Searching the World Wide Web: Overview
Searching the World Wide Web can be both beneficial and frustrating. You may find vast amounts of information, or you may not find the kinds of information you're looking for. Searching online will provide you with a wealth of information, but not all of it will be useful or of the highest quality.
The World Wide Web is a superb resource, but it doesn't contain all the information that you can find at a library or through library online resources. Don't expect to limit your search to what is on the Internet, and don't expect search engines to find everything that is on the Web.
Studies of search engine usage show that search engines are increasing exponentially in their indexing of new websites and information. Indexing is the web term for finding and including new web pages and other media in search results. For example, in 1994, Google indexed approximately 20 million pages. As of 2004, that number is up to 8 billion! However, search engines still only index a fraction of what is available on the Internet and not all of it is up to date. Search engines may only "crawl" sites (or revisit them for purposes of indexing) every month or so; information that has been updated since that time will be invisible to the search engines. After you try several search engines, you will see that you get different results from different sites. Also, remember that some information appears and then disappears from Web sites. Finally, search engines don't always search the entire page; if a page is larger than 100 to 500 k, many search engines will only index the first 100 to 500k of the page. So there could be valuable information that is being overlooked by a search engine even in pages that are indexed.
Not all of the information located on the Internet is able to be found via search engines. Researchers Chris Sherman and Gary Price call this information the "invisible web" (another name that is frequently used is the "deep web"). Invisible web information includes certain file formats, information contained in databases, and other omitted pages from search engines.
So, using search engines is not the only way to find material on the web, but they are one tool you can use. Knowing a few search strategies and hints, as you use these engines, can make the search more profitable. This guide provides information on the different ways of locating material on the web including using search engines, searching the invisible web, and using web directories.
How the Internet and Search Engines Work
The Internet is made up of a vast amount of computers networked throughout the world via data lines or wireless routers. New computers and websites are added every day, and no larger organizational system exists to document and catalogue them all. The Internet is a dynamic, growing and changing system, which makes navigating it or searching it thoroughly difficult.
This is where search engines and web directories come in. Search engines, such as Google or Yahoo, are large databases of information that store and retrieve relevant website results based on keywords. Web directories, such as the Open Directory Project, are attempts to organize the best of the existing websites into categories and subcategories. No search engine or web directory will have the same sites listed in the same order, and none will have all of the possible sites on the Internet listed. Furthermore, the ranking of a website within a search engine (i.e. how high up on the results list it appears) has as much to do with politics as it does with quality information. The search engine rankings are determined by a number of factors including the amount of information on the site, the amount of other sites that link to it, the amount of people who select that link when searching, the length of time that the site has been listed in the search engine database, and the code of the site.
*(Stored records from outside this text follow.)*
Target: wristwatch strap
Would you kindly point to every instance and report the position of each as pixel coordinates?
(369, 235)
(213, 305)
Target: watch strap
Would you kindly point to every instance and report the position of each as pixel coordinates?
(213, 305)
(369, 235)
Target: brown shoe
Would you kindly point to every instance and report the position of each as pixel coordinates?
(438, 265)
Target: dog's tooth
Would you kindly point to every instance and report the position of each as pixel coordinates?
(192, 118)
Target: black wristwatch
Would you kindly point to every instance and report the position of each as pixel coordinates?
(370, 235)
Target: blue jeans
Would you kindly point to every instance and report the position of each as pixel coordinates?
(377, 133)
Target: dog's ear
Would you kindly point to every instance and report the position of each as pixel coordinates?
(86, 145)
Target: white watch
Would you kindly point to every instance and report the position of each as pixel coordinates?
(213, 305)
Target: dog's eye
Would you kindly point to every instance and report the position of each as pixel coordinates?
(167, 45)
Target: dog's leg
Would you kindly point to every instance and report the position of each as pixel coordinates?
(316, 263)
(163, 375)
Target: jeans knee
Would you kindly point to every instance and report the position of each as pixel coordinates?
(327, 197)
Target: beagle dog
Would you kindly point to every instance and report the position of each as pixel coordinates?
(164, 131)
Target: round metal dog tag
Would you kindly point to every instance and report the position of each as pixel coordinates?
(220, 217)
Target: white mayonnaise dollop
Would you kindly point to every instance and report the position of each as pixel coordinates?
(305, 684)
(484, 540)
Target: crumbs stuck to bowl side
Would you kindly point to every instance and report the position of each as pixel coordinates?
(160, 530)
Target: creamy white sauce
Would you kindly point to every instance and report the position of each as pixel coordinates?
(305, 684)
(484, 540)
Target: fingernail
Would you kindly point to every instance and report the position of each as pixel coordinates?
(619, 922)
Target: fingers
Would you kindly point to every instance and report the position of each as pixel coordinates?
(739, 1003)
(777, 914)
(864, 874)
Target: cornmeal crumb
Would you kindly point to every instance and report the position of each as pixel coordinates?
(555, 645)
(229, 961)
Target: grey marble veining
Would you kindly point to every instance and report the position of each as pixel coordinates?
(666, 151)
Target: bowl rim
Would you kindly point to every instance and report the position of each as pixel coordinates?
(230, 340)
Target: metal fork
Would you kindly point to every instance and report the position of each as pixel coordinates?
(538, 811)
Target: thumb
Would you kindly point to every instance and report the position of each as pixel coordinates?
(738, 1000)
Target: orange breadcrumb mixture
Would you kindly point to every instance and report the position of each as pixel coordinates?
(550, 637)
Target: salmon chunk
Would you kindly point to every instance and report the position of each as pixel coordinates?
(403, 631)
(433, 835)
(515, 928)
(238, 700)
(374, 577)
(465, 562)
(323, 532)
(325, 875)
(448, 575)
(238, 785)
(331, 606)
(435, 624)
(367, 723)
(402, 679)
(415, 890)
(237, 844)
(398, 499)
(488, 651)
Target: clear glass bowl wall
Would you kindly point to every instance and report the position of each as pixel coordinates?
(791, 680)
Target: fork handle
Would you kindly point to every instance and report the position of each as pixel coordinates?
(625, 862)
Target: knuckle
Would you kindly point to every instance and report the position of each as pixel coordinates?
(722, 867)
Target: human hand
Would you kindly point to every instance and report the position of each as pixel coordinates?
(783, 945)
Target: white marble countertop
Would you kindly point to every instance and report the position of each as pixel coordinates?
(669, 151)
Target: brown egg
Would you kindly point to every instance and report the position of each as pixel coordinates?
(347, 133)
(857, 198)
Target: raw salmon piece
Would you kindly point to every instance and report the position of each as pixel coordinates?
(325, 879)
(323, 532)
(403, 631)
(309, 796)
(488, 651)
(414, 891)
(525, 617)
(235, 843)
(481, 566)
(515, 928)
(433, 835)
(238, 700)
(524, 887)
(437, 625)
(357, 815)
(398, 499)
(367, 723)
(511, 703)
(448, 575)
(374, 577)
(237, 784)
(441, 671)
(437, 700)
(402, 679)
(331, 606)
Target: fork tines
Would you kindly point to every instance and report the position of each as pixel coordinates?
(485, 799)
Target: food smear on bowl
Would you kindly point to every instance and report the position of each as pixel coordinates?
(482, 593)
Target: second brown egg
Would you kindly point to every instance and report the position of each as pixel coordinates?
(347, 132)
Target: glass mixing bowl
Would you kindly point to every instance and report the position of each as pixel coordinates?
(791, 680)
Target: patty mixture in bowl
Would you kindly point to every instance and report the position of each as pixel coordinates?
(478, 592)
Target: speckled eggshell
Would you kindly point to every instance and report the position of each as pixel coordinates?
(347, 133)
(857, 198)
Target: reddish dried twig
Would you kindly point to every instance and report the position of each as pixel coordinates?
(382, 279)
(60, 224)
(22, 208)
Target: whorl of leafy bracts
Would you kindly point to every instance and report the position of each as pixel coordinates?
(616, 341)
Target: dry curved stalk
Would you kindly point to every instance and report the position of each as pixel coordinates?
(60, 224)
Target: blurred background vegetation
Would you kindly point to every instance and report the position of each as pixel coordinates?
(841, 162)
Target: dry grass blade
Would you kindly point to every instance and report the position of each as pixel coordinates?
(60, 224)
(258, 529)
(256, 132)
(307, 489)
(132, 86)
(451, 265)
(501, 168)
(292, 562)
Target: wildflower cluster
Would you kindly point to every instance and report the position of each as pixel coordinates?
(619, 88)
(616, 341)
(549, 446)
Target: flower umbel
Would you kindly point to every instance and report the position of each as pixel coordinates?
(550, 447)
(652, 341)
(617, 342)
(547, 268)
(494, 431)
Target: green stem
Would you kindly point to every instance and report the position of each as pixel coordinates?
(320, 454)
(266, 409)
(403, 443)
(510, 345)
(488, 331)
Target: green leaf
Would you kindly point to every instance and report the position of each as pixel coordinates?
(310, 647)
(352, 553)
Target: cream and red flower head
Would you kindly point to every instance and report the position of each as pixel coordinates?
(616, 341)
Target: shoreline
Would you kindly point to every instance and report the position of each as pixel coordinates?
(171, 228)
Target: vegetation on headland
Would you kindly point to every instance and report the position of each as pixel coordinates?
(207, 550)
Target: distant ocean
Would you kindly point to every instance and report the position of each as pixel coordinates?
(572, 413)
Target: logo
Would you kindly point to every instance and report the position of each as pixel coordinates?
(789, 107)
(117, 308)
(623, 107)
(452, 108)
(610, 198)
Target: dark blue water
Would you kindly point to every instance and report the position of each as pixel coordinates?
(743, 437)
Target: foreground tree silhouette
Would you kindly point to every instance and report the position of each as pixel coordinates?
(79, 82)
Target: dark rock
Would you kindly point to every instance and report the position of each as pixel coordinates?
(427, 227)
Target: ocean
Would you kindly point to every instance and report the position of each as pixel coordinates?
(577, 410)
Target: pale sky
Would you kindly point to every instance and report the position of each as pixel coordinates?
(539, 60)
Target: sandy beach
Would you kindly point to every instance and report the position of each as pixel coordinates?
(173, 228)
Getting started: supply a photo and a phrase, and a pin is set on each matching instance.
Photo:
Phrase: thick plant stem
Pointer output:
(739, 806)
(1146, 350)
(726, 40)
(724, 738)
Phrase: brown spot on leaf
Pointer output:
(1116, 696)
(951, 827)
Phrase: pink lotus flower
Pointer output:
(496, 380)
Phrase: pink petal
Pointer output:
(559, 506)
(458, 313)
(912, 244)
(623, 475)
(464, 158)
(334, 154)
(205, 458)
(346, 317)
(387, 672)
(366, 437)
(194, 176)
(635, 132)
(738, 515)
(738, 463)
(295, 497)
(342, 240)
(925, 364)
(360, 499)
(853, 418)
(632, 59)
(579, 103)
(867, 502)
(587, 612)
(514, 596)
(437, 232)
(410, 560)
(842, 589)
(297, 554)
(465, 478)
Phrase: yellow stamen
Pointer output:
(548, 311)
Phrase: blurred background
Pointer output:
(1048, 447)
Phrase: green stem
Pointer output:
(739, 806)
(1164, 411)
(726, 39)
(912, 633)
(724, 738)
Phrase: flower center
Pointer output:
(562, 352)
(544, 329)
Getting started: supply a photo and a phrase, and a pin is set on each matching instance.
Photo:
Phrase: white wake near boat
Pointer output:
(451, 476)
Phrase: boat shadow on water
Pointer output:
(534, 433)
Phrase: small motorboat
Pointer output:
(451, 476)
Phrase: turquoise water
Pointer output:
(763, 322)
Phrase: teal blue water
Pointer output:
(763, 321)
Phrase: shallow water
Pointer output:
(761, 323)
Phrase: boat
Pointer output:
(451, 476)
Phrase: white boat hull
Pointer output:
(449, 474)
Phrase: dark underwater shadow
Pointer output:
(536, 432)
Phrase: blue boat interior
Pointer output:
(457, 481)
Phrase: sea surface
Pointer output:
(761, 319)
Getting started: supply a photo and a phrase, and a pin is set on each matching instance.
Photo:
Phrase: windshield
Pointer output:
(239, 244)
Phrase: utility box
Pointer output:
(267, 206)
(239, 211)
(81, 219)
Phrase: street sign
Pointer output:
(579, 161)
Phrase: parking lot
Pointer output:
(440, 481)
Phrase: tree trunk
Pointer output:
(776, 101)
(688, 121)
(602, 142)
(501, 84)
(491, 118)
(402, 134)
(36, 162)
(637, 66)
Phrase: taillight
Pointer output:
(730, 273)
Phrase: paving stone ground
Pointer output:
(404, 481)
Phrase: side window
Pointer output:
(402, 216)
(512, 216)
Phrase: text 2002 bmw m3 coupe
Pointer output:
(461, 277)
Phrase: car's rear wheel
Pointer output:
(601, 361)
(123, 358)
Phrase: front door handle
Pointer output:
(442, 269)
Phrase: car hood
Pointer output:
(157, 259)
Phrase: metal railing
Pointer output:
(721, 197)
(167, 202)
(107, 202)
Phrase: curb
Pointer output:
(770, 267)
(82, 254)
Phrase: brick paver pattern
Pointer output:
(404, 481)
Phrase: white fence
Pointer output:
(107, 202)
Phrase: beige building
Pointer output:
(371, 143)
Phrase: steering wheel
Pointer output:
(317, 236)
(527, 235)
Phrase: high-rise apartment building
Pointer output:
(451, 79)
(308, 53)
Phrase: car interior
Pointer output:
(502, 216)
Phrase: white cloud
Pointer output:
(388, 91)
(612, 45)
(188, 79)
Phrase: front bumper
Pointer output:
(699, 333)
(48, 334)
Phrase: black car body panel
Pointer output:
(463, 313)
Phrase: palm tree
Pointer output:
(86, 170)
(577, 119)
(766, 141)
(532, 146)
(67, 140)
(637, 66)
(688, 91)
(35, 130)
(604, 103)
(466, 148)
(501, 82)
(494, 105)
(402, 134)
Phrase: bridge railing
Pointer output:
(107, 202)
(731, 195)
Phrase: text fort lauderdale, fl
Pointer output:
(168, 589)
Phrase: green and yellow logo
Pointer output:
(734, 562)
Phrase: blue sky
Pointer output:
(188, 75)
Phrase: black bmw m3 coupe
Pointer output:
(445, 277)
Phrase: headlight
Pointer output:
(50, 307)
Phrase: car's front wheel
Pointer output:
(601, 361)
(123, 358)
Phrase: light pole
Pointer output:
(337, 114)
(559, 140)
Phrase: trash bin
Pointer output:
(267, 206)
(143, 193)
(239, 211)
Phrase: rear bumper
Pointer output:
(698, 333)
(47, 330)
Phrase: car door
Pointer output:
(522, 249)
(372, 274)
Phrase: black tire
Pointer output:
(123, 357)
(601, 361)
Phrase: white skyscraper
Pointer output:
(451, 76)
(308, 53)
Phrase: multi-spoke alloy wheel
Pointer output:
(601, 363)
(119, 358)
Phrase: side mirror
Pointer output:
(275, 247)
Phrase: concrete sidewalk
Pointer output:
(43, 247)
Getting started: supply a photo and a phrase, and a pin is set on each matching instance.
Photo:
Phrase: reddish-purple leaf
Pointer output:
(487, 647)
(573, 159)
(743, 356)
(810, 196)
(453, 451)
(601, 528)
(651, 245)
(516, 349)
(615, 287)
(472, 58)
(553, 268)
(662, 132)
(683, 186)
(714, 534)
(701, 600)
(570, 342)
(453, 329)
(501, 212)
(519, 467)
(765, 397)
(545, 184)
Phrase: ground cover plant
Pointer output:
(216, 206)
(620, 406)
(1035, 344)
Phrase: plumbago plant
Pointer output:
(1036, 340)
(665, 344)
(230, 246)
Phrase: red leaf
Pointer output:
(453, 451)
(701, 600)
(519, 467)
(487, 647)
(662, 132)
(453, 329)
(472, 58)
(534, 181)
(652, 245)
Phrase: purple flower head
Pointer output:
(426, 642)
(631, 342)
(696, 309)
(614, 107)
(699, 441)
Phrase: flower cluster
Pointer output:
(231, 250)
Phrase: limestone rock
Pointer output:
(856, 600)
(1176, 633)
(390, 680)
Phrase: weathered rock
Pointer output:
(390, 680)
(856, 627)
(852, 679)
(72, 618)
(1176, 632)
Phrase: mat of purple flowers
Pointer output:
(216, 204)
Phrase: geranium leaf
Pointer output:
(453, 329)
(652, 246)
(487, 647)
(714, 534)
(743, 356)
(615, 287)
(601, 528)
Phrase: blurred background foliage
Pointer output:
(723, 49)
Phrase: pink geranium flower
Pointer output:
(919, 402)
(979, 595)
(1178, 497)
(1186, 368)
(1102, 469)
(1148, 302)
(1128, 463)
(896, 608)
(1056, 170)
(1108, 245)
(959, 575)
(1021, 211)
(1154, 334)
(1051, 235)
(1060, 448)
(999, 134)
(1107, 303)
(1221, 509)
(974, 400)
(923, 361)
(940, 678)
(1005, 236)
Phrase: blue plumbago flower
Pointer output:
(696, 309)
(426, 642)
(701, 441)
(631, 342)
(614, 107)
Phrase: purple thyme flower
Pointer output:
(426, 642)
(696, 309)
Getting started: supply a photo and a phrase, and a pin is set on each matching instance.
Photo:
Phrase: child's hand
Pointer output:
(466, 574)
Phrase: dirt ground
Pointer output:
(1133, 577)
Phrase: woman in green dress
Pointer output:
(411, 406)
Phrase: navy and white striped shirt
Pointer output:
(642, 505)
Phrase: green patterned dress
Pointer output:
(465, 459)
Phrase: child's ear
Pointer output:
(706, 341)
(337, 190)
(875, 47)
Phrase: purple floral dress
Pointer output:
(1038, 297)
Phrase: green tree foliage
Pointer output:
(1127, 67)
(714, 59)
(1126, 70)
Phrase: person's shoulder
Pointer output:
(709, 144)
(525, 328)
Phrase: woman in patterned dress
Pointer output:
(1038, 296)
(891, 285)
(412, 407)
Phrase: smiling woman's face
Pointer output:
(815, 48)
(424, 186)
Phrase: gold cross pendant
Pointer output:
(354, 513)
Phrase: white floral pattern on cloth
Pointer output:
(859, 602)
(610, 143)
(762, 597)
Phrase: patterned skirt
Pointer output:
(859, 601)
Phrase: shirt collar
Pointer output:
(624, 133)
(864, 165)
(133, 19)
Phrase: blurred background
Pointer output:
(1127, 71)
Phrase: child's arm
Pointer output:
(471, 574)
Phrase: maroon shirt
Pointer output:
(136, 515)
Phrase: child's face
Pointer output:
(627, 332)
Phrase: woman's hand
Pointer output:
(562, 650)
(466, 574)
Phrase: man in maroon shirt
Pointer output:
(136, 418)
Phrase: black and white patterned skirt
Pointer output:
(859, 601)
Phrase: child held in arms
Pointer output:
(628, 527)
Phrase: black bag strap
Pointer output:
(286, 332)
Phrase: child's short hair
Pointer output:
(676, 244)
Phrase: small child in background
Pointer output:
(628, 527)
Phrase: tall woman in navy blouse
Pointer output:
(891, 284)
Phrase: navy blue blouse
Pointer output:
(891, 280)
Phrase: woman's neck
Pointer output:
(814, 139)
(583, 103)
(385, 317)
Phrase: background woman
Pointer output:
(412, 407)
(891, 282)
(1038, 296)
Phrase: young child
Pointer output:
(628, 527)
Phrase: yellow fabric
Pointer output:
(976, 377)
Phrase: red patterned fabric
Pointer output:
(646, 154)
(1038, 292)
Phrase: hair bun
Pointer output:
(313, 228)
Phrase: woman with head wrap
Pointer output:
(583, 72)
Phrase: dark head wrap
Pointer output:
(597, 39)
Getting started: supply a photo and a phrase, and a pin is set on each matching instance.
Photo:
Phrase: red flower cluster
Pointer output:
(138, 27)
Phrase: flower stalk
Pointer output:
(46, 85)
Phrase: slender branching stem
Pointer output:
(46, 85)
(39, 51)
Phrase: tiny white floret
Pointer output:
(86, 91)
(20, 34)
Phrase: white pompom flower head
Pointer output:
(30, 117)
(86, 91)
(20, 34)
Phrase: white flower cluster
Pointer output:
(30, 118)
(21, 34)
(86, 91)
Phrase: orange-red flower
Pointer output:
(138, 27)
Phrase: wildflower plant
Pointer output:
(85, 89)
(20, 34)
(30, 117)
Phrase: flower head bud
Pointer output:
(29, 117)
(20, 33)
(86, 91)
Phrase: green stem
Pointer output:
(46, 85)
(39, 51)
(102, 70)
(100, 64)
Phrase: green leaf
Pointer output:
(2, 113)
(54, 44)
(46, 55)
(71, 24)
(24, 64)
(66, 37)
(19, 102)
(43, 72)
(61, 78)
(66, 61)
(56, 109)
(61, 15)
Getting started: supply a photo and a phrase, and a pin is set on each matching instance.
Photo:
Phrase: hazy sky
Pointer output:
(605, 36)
Recently, search engines such as Google and Yahoo have also been providing "sponsored links"; links that appear on the first few pages of the search results and that are paid for by advertisers. This means that you may end up clicking on something that is not relevant to your search, but instead actually advertising. The image presented here gives you an example of this on Google.
What does this mean for a researcher? Understanding the nature of the Internet, how to navigate it, and how it is organized can help you filter out the quality information and websites from that which does not relate or is of questionable quality.
Kinds of Search Engines and Directories
Web directories (also known as indexes, web indexes or catalogues) are broken down into categories and sub-categories and are good for broad searches of established sites. For example, if you are looking for information on the environment but not sure how to phrase a potential topic on holes in the ozone, you could try browsing through the Open Directory Project's categories. In the Open Directory Project's "Science" category, there is a subcategory of "Environment" that has over twenty subcategories listed. One of those subcategories is "Global Change" which includes the "Ozone Layer" category. The "Ozone Layer" category has over twenty-five references, including a FAQ site. Those references can help you determine the key terms to use for a more focused search.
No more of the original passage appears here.